We’re spending more money and things are getting worse.
If I were the CEO of a company that received an annual investment of $1 trillion, spent every cent of that capital, generated virtually no revenue, returned to the market year after year for more investment, and still didn’t achieve the outcomes I committed to, at what point would my competence be called into question? Further, if the Board of Directors had permitted this to go on for decades without resolution, we all know that the shareholders would revolt.
So now we are.
It seems time we questioned whether or not there is a better way to go about improving our social, environmental, economic, political and cultural systems."
My view is that the church is a kind of benevolent hole. There are a lot of dollars in without a whole lot of measurable impact at most churches. We are subsidized by generosity. Shouldn't we get serious about whether we are maximizing our impact?
3. Our dollars and more importantly our impact will start drying up if it isn't already-
"As much as the general public are suffering from cause fatigue, philanthropists increasingly report that they are suffering from donor fatigue. They’ve been giving for quite some time, and are now demanding more rigour, accountability and results from the organisations they support … and rightly so. Governments and grantmakers, likewise, are raising the bar on funding proposals expecting to see more financial sustainability and better-defined metrics, and are pivoting funds towards projects that meet these expectations. Impact organisations that refuse to acknowledge there will be substantially less philanthropic and public funds available in the foreseeable future and fail to adapt their models in light of this will become liabilities standing in the way of progress."
Just how long do we think it is going to take before the female executive in pew #5 comes into church, tired from her week and says somewhere deep inside her subconcious, "Man, my work place does a better job at kingdom work than this church!"? My point is that we should change so funds don't dry up. THEY SHOULD DRY UP! My point is that if we are serious about Kingdom work we have to do it better!

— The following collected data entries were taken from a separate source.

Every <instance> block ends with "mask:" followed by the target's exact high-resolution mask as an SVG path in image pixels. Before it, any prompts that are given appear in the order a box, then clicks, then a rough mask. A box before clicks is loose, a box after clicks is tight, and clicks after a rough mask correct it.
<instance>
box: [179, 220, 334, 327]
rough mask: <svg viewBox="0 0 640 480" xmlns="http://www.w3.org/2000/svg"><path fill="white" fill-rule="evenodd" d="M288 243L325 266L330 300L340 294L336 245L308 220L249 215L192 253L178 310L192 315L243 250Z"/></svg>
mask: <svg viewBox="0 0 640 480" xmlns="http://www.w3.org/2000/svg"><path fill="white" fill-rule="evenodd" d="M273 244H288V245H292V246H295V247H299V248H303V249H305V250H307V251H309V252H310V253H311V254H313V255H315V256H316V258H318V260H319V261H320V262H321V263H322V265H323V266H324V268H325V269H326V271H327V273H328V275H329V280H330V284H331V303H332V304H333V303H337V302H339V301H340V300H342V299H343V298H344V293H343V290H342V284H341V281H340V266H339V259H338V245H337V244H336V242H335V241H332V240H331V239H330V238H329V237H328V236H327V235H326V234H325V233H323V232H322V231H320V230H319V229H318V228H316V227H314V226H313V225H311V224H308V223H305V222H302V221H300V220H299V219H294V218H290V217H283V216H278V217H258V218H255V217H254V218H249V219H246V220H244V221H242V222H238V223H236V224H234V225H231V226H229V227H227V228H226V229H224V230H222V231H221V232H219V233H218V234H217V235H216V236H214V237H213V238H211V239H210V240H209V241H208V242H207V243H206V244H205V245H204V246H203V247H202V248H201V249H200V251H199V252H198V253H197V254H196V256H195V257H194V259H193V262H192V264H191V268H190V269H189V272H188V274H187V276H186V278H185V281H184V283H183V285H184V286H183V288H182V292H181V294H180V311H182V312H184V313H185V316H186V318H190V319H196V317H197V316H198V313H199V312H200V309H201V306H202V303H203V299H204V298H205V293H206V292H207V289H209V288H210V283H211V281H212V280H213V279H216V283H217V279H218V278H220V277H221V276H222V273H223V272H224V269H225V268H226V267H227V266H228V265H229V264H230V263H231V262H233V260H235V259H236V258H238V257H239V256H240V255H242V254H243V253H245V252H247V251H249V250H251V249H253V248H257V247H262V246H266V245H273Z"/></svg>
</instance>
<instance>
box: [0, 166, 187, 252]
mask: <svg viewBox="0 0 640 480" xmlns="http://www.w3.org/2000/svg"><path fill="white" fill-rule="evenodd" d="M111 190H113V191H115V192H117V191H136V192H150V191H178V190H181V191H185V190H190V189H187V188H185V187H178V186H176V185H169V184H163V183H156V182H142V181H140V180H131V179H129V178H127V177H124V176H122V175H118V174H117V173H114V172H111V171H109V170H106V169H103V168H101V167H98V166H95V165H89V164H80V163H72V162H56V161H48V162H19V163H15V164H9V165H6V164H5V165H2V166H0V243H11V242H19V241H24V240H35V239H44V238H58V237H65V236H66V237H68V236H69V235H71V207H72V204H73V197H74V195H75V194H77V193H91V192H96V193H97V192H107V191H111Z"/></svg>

4. It's time to tear down some walls-
"Non-profit’ is no more meaningful than non-homosexual, non-christian or non-woman. It’s nonsensical. Further, a definition that by its nature only includes what we are not, is not a definition at all.
We have, collectively, been defining ourselves in ways that are exclusive, not inclusive and have been building walls rather than bridges as a consequence. While we’re defending our philosophical fiefdoms, the people who most need our help are, quite literally, dying."
The point the author is trying to make here is that too many false dichotomies have been created between the for profit and non profit world. While folks doing impact work are shunning the for profit world, people are dying. Well, if we drop that template onto the American church it's WORSE! We have walled ourselves into our own garrison of uniqueness within the enclave of non profit work. We are an enclave within and enclave. We have created a cloister that would embarrass even the most closed off monastic! We need to see ourselves as part of the larger picture. God is doing Kingdom impact work that is superb and He is doing it beyond our walls! Shouldn't we go out and glean? I think we must.
5. Read the article- If you just read the article and insert the word "church" instead of organization or for benefit enterprise, you will see the implications of what he is describing happening in his sector on your local and regional church bodies. Substitute church leaders for CEO and board. A tidal wave of change is happening and the American church is oblivious right now. We need to get after this, not for the sake of institutional survival, but for the sake of Kingdom work!